Sometimes when we copy cells, we want to make an exact duplicate. This tutorial teaches you exactly how to do that.
Typically, when a cell is copied, references in the formula in the new cells shifts relative to their location to the original cell unless the cell reference is locked. A simple example below:
C2 links to A2 A2 is copied and pasted to A4
C3 links to A3 automatically
To prevent the link from changing, there are 2 ways:
- You can either use the $ sign to lock in the reference, please refer to [cell locking].
- However, sometimes there are just too many cells to deal with, or it involves complex formulas. The easiest way is to convert the formulas into text, copy the text into the new destination cells, and turn the text back into formulas.

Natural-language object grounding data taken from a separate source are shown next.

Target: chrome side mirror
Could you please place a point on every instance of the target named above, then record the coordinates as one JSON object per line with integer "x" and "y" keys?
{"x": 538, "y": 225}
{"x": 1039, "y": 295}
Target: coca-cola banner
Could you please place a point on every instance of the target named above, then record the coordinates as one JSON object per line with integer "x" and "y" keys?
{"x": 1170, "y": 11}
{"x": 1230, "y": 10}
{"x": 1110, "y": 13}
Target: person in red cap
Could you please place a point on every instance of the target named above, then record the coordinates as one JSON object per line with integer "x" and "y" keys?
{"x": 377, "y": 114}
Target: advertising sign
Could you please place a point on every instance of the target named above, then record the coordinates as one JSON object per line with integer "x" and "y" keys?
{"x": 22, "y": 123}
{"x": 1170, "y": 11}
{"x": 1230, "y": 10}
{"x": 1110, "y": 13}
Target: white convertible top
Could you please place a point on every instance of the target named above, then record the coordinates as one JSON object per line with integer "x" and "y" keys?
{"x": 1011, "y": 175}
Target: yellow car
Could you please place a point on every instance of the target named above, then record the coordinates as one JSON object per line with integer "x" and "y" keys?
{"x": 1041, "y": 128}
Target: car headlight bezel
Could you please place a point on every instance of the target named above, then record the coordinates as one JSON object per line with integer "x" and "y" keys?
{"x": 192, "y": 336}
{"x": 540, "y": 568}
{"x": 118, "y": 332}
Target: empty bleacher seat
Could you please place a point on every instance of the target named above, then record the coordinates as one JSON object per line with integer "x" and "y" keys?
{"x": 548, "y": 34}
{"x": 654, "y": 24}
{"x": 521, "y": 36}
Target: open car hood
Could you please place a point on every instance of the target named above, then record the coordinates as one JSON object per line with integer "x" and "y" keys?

Step by step instructions:
- Highlight the cells you want to duplicate.
- Search for “##” and make sure that there are no matches. If there are, skip to the end.
- Replace the equal sign “=” with “##”. The formulas will turn to text, which is exactly what you want.
- Copy the highlighted cells and paste them to the destination cells. None of the cell’s contents will change. Perfect!
- Highlight both sets of formulas.
- Replace “##” with “=”. Your cells instantly turn into calculated formulas.
It is rare that there are matches in step 2, however, if you do, please read. If there are matches to step 2, you need to find a unique string of text with no matches, because in step 6, you will replace all the “##” with “=”. If the cells originally has “##” before the duplicating, they will be converted to “=” too. Sometimes you can get away with using a longer string of text “###”, or you can go creative with “#x#”, etc. As long as you get rid of the “=”, its fine.